1. TPMMS Steps (High-Level Flow)
flowchart TD
A[Start: Main.main] --> B[Configure memory and output paths]
B --> C[Create IOTracker]
C --> D[Create TPMMS sorter]
D --> E[Phase 1: createInitialRuns for T1]
D --> F[Phase 1: createInitialRuns for T2]
E --> G[T1 runs on disk]
F --> H[T2 runs on disk]
G --> I[Phase 2: multiPassMerge for T1]
H --> J[Phase 2: multiPassMerge for T2]
I --> K[Final sorted T1 file]
J --> L[Final sorted T2 file]
K --> M[BagUnionMerger.mergeAndWrite]
L --> M
M --> N[Bag union output file]
N --> O[Print MergeMetrics and IOTracker stats]
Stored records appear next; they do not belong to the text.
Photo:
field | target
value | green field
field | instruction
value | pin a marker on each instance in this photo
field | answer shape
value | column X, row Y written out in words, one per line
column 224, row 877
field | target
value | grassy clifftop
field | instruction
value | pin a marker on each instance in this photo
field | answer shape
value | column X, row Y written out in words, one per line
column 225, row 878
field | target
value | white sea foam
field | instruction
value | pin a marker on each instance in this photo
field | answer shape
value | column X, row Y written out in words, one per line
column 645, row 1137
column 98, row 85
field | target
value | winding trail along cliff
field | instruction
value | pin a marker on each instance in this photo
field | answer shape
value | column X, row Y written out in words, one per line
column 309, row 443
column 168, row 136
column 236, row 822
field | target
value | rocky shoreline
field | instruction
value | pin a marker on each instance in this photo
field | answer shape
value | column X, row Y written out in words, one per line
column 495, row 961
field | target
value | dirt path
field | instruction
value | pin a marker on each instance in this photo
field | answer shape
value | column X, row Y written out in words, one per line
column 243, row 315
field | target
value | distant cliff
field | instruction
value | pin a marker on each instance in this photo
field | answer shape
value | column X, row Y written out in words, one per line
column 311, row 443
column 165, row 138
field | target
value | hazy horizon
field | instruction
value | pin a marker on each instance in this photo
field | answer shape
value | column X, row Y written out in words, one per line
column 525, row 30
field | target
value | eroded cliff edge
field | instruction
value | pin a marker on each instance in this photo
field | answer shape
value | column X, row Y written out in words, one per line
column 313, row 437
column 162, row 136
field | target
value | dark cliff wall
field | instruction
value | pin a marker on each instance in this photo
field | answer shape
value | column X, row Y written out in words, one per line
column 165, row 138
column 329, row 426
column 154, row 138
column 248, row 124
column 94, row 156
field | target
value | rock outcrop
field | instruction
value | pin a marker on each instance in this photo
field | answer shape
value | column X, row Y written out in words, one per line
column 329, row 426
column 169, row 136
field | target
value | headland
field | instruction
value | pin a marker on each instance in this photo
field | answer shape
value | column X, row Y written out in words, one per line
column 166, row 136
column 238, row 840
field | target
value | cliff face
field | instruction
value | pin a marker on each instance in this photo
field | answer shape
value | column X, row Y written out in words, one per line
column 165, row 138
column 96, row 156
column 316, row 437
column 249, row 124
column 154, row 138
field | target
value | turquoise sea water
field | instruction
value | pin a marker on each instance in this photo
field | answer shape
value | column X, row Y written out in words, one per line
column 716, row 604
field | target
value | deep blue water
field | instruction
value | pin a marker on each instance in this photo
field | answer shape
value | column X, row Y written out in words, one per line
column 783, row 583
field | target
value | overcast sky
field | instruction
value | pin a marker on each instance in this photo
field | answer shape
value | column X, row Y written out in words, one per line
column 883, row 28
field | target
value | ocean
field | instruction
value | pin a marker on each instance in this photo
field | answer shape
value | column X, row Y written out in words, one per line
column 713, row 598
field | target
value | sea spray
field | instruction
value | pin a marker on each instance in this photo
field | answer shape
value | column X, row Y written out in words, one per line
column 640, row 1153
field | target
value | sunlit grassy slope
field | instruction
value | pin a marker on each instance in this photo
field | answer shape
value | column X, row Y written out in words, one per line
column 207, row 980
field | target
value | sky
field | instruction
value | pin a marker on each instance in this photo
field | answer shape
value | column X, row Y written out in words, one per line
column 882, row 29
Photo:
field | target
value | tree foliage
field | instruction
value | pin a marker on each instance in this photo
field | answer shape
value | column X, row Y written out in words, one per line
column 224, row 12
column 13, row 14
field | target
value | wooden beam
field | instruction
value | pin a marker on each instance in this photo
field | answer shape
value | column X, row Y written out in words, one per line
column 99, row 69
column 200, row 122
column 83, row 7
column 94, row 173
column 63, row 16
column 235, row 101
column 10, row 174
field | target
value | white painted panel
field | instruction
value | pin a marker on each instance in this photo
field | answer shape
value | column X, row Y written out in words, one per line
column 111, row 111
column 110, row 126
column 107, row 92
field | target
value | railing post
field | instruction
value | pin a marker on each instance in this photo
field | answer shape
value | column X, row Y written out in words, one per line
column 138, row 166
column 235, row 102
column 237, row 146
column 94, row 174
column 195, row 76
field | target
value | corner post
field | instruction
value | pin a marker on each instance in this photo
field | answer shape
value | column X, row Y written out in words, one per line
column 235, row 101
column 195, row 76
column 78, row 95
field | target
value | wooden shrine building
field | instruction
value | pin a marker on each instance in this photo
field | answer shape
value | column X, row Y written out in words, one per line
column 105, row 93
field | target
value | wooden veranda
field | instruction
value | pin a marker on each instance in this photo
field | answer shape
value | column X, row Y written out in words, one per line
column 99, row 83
2. Code Structure / Class Architecture
classDiagram
class Main {
+main(args)
-clearOutputDir(dirPath)
}
class TPMMS {
-BLOCK_TUPLES
-maxRecordsInMem
-K
-ioTracker
+TPMMS(memMB, ioTracker)
+createInitialRuns(filePath, prefix)
+multiPassMerge(initialRuns, relName)
-mergeTwoRuns(leftFile, rightFile)
-writeRun(buffer, runName)
}
class BagUnionMerger {
+mergeAndWrite(sortedT1, sortedT2, ioTracker, writer)
}
class IOTracker {
-readTuplesInCurrentBlock
-writtenTuplesInCurrentBlock
+totalBlocksRead
+totalBlocksWritten
+noteReadLine()
+noteWriteLine()
+flushPartialBlocks()
}
class MergeMetrics {
+distinctTuples
+outputBlocks
+blocksForTuples(tuples)
}
class Record {
+TOTAL_WIDTH
+raw
+Record(line)
+compareTo(other)
+toString()
+equals(obj)
+hashCode()
}
%% Relationships
Main --> IOTracker : uses
Main --> TPMMS : uses
Main --> BagUnionMerger : uses
Main --> MergeMetrics : reads
TPMMS --> IOTracker : uses
TPMMS --> Record : uses
BagUnionMerger --> IOTracker : uses
BagUnionMerger --> Record : uses
BagUnionMerger --> MergeMetrics : returns